Abbas described the Pakistani intelligence services – a third element in the country’s “drift” - as a “hydra” and a “state within a state.” Links between Pakistani intelligence and religious militant groups have spanned over the last ten to fifteen years, he said. Former intelligence officers have become “consultants” to these groups, and current officers who were once like “godfathers” to the groups have found it difficult to change mindsets developed over more than a decade of close contact.
The lack of a Pakistani civil society presents a fourth major impediment to national development. Bloated levels of military spending have resulted in a budget of around one percent of national GNP for education and precious little for healthcare.
“No civil society can develop and mature under such a situation,” Abbas said, adding that even in the 2002 elections, moderate political parties were sidelined by the military leadership. The failure to establish strong political institutions has meant that “there will be a vacuum if something happens” to current leader Pervez Musharraf. Abbas argued that the United States “must invest in democratic groups and civil society” or risk significant increase in the support of religious hardliners.
Another implication of under-funded school systems is that people have tended to send their sons to religious schools to receive adequate education - leading to a new generation of misinformed youth.
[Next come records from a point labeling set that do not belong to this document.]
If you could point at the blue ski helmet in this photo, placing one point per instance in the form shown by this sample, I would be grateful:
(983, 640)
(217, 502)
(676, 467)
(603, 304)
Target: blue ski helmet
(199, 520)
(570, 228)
Pakistan’s radicalization will continue, believes Abbas, “ as long as the madrasas are acting as factories producing jihadists.”
The fifth and final problem outlined by Abbas is a disconnect between the Pakistani elite and “ordinary Pakistanis”
“The people at the helm of national affairs do not represent the rest of the country,” he said. The “Pakistan army-Pentagon” relationship has nurtured this divide by treating Pakistan “purely as a strategic tool, first against Communism, and now against radical Islam.” Abbas observed that of a $3 billion grant to Pakistan from the United States, $1.5 billion has been earmarked for military use.
“The US,” said Abbas “ has lost sight of the people of Pakistan.”